The absence of a certified food protection manager ties all three together. Certification programs are where managers learn the answers to the questions the inspector asked, and where they learn to write and enforce the procedures the inspector couldn't find.
The Longer Record
The January 29 inspection was a preoperational visit, meaning it represents the earliest point in the facility's documented state inspection history. There are no prior inspections on record for The Corner Cafe under this listing, so there is no pattern to measure against, no history of repeat violations, no prior closures to note.
That context cuts both ways. A brand-new facility with no prior record means inspectors have no baseline for how the store performs over time. What the record does show is that on the single occasion inspectors reviewed this store before it opened, they found four violations, including a structural plumbing defect and a staff knowledge gap, and none of those violations were corrected before the inspector left.
The store met the threshold to open. Whether the sewage connection was corrected after the inspection, and whether staff received the training they lacked on January 29, is not reflected in the available inspection record.
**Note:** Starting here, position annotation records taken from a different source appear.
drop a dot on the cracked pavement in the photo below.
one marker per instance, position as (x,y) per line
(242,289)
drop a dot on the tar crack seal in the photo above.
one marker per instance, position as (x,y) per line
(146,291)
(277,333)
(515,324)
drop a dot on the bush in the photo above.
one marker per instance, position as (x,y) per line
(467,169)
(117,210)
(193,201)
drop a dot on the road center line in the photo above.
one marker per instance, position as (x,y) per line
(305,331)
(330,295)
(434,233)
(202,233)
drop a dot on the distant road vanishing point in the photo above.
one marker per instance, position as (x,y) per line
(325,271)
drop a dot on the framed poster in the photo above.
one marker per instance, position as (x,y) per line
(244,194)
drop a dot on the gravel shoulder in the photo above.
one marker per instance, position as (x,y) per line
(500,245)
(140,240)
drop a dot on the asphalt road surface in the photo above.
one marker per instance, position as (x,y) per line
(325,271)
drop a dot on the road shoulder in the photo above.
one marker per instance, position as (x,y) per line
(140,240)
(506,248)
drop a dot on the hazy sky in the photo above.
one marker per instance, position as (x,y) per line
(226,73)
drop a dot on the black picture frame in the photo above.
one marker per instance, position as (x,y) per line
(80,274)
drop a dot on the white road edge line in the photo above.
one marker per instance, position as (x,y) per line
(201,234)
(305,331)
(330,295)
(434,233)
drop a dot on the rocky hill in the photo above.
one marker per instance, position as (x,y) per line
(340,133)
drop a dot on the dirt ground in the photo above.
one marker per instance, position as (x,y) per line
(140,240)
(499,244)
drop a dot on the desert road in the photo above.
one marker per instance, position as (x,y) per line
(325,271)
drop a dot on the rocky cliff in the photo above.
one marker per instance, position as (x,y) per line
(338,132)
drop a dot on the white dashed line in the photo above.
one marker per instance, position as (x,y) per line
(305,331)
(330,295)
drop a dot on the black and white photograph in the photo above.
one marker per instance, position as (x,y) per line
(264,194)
Unresolved at Inspection's End
The Corner Cafe passed its preoperational inspection and was cleared to operate. But the four violations documented that day, the sewage-connected wash sink in the backroom, the person in charge who could not answer foodborne illness questions, the missing cleanup procedures, and the absence of a certified food protection manager, were all left unresolved when inspectors closed out the visit.
The direct sewage connection in the backroom was still on the books when the inspector walked out the door.